Bercy scrute les publications sur les réseaux sociaux
L’administration va expérimenter un algorithme visant à scruter les publications
«Big Brother is watching you.» Avec la publication du décret d’application le 13 février, Bercy a obtenu le dernier feu vert pour la mise en place d’un algorithme visant à scruter les publications des contribuables sur les réseaux sociaux, afin de détecter d’éventuelles fraudes fiscales. « Aujourd’hui, on aborde la mise en oeuvre de ce dispositif expérimental, qui va se dérouler sur trois ans », explique Adrien Aulas, avocat spécialiste en droit numérique.
› Pourquoi mettre en place cet algorithme ? Jusqu’à maintenant, le fisc pouvait croiser des données issues de ses propres fichiers (comptes bancaires, contrats de capitalisation et d’assurance-vie, base nationale des données patrimoniales) et des fichiers provenant d’autres administrations françaises ou étrangères. «La mise en place de cet algorithme est aujourd’hui un outil nécessaire pour faire face aux limites de nos systèmes de détection actuels », explique l’administration fiscale. Ce dispositif a pour objectif de cibler les trafics de produits de contrebande, les stupéfiants, mais aussi les contribuables qui s’adonnent à du commerce à grande échelle sans le déclarer, par l’intermédiaire de sites comme Le Bon Coin ou eBay.
› Quelles données pourront être collectées ? Bercy précise que «seuls les contenus se rapportant à la personne qui les a délibérément divulgués et dont l’accès ne nécessite ni saisie d’un mot de passe, ni inscription sur le site en cause, pourront être collectés et exploités ». Les contenus publiés « en privé » ne seront pas concernés, confirme Adrien Aulas, soulignant l’importance de bien renseigner les paramètres de confidentialité de ses comptes sur les réseaux sociaux. «Les commentaires, les “j’aime” et autres partages de contenus tiers ne pourront également pas être pris en compte», précise l’avocat. Les données collectées pourront être de diverses natures, par exemple une photo postée sur Facebook qui montre un patrimoine plus important que celui déclaré, ou un tweet qui trahit une activité professionnelle non déclarée.

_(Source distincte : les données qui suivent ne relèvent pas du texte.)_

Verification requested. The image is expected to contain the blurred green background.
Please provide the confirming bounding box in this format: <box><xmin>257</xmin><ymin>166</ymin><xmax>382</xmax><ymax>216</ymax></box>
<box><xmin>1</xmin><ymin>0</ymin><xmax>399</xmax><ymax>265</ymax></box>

› Quels risques pour le respect de la vie privée ? «C’est tout l’enjeu de ce nouveau dispositif, explique Adrien Aulas. Il y a le risque d’une collecte de données trop large qui porterait atteinte à la vie privée des citoyens de manière systématique. Il y a des points d’amélioration possible dans le dispositif actuel. Mais ce dernier a été passé au crible à plusieurs reprises par la Cnil et a été validé par le Conseil constitutionnel.» «L’hôtel où vous passez vos vacances ne nous intéresse pas », assure-t-on du côté de Bercy. Les données récoltées seront détruites au bout de trente jours, si elles ne présentent pas de preuve d’un manquement. Les usagers auront par ailleurs la possibilité d’avoir accès aux informations collectées les concernant, et disposeront d’un droit à la rectification ou à l’effacement de ces données.